Step-by-Step: Windows PCs
- Back up anything you want to keep first — this process is irreversible by design.
- Open Settings → System → Recovery, and choose "Reset this PC."
- Select "Remove everything," then choose the "Clean the drive fully" option when offered (sometimes labeled as a more thorough option that takes longer). This performs a full overwrite, not just a fast reset.
- For an SSD, check whether your drive manufacturer provides a dedicated Secure Erase utility (most major SSD brands do) — this is more reliable than the operating system's built-in reset for SSD hardware specifically.
Step-by-Step: Mac
- Back up what you need, then sign out of iCloud and any other accounts on the machine.
- On Apple Silicon Macs, use Erase All Content and Settings from System Settings, which securely erases the built-in storage and reinstalls macOS — this is the recommended path and effectively replaces older manual disk-erasing steps.
- On older Intel Macs, boot into Recovery Mode, open Disk Utility, erase the drive, then reinstall macOS from Recovery before handing the machine over.
Phones and Tablets
Modern iPhones and Android devices encrypt all stored data by default. Because of this, a factory reset that discards the encryption key makes the remaining data on disk unreadable, even though it technically isn't overwritten — the key is what mattered, and it's gone.

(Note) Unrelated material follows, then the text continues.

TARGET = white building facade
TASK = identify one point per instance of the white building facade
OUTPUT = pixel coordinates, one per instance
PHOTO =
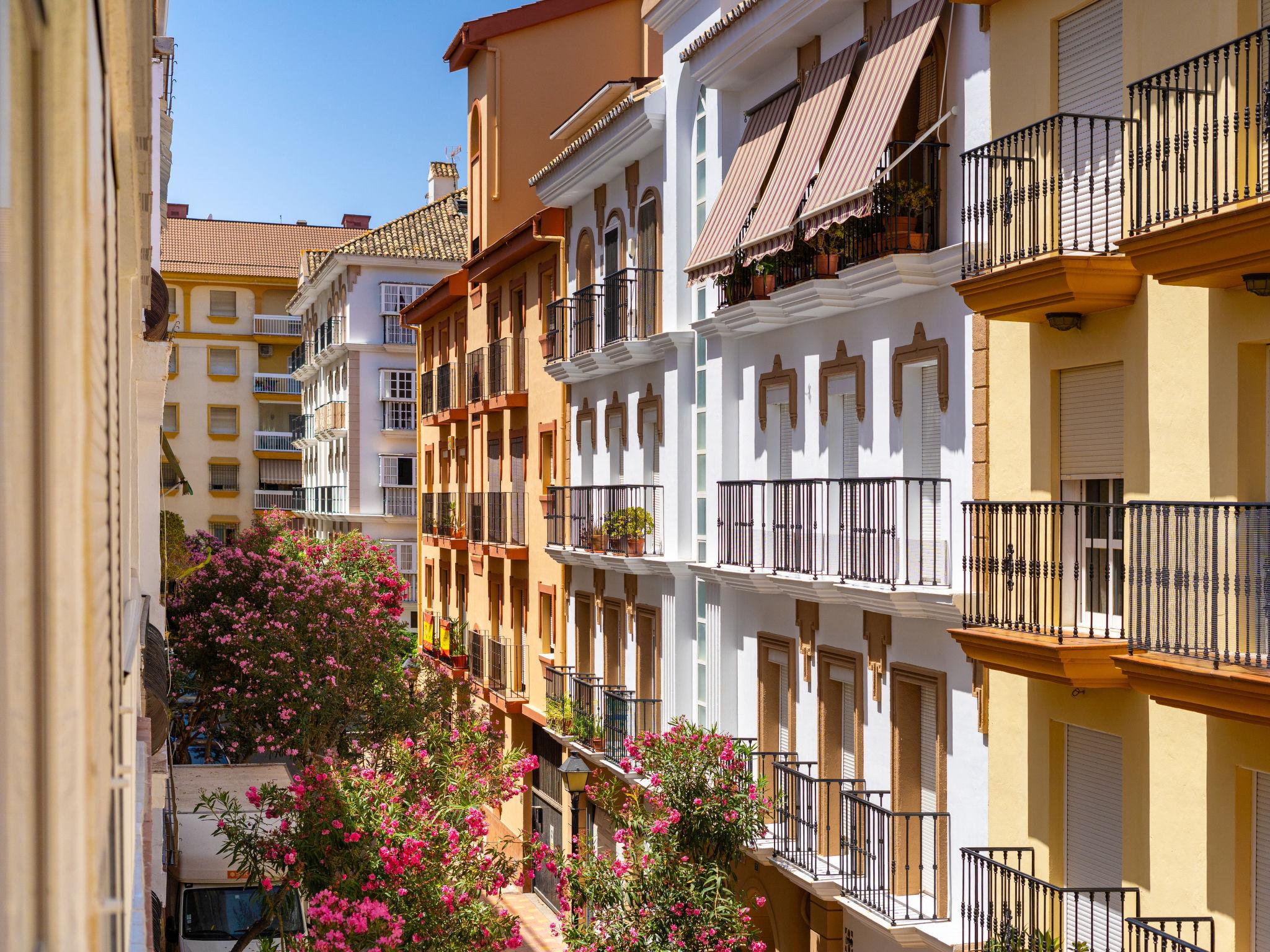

Before resetting, remove the device from your account (sign out of iCloud/Find My, or remove the Google account) so the next owner isn't locked out by activation lock, and confirm the reset completed before handing the device over.
Physical Destruction: When It's the Right Call
For a drive that held highly sensitive data, or one that's failing and can't complete a software wipe reliably, physical destruction is the surer option — drilling through the platters of an HDD, or through the memory chips of an SSD, in several places. Many electronics recyclers and some office supply stores offer certified drive destruction as a service if you'd rather not do it yourself. The U.S. National Institute of Standards and Technology publishes formal guidance on this exact decision — matching the sanitization method to how sensitive the data was — in NIST Special Publication 800-88.
Once the wipe is confirmed, physically remove any drive-specific paperwork or labels, and if you're recycling rather than selling, most municipalities and manufacturers offer e-waste drop-off programs that keep the hardware out of a landfill.
External Drives and Old Backup Disks
The same considerations apply to external hard drives and old backup disks sitting in a drawer, which people tend to overlook because they're not part of the "main computer" being sold. An external drive that once held a full backup, then got replaced by a newer one and forgotten, is still a complete copy of everything it held at that point — years-old tax documents, photos, browser-saved passwords exported at some point, whatever was on the source machine at the time. Before selling, donating, or discarding any external drive, run the same wipe process described above rather than assuming an old, unused drive is somehow lower risk than the one currently in your laptop.
Verifying the Wipe Actually Worked
For extra confidence on a drive that held especially sensitive information, connect it to another machine afterward and check whether it appears as genuinely empty — no partitions with recognizable data, no folder structure from the old operating system. Recovery software (the same category covered in our guide to recovering deleted files) can also be run against a wiped drive as a check: if it can't find recoverable files after a proper wipe, that's a reasonable practical confirmation that the process worked as intended, even without specialized forensic tools.